Euro Babble 2008
Let's get the name checks out of the way first.
If only Portugal's Pepe's parents had named him 'Tio' and Portugal's Deco's parents had named him 'Arthur', we could have had the intoxicating football of Tio Pepe and the elegance of Art Deco.
We mourned the fact that Russia's Arshavin was absent from the side this week. Maybe he cut himself shavin'. Ouch.
But Russia's Zhirkov (pronounced Jerkoff) was upstanding on the pitch and seminal in their victory over Greece.
Commentary analysis has logged several recent re-appearances of "the dying seconds of the game" which we thought had indeed died and been laid to rest in the cliché cemetery.
We now await the return of teams "setting their stall out" which, once ubiquitous, has now been off the radar for several years.
Players continue to be "caught in possession" which, for the uninitiated, has nothing to do with drug offences but simply means they've been tackled and lost the ball. Is it possible to be "caught out of possession"? If not, the expression is balls.

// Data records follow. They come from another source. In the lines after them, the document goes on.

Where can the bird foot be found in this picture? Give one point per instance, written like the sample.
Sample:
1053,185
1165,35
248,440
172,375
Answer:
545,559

At tomorrow's clash between Austria and Germany in Vienna, expect to hear a lot of "It's Goodnight, Vienna". I've already heard it once on Radio 5.
It reminds me of an old actors' joke. One actor asks another which was the most disastrous play he was ever in. "It was when we played Goodnight Vienna in Croydon. What about you?"
The other actor replies: "It was when we played Goodnight Croydon in Vienna."
You may recall that Rigsby's cat in Rising Damp was called 'Vienna'. I'm sure the writer, Eric Chappell, only did that so he could do some 'Goodnight, Vienna' jokes.
And so to tonight's (Sunday) incident-rich game between Turkey and the Czech Republic.
At kick-off I wondered whether commentator John Champion would be able to resist a reference to "bouncing Czechs."
No, of course he couldn't. To be fair, he managed to stave off the pun until the 36th minute.
His greater achievement was managing not to tell his sidekick Jim Beglin to shut the fuck up. Jim ("that wasn't a foul") Beglin has never quite understood action replays. "He hesitated before he fell" and "he went down in stages" is his constant refrain. But you see, Jim, in slow motion replays people do appear to fall down in stages. When one of your co-commentators chins you, you'll fall over in stages if the tape is run at half speed. He'll be able to say that you dived. Hoist with your own petard, motormouth.
The match was delayed because, for reasons still unknown, a Turkish player was made to change his boots three times before kick-off.
In the second half, the linesman's flag broke in half and, near the end, a player on the bench was summoned to the touchline by the referee and given a yellow card.
Despite these strange events, I must still give John Champion the award for the Overstatement of the Tournament so far:
"If a spaceship full of Martians landed now in the centre of the pitch, it wouldn't surprise me."
In the dying seconds of the game, the Turkish goalkeeper walked across to the Czech Koller and pushed him in the chest, knocking him to the ground, for which indiscretion he was sent off.
But for Koller, this was as nothing to the indignity he had suffered in the first half.
Andy Townsend, in his half-time analysis, described Servet's marking of Koller during a corner kick thus:
"Servet was literally right up his backside."
I think we can all agree that the last thing you want when trying to make contact with a cross from the corner is a hairy Turk up your arse.
Metaphorically, you could probably live with it. But literally!
Sometimes it's not such a beautiful game.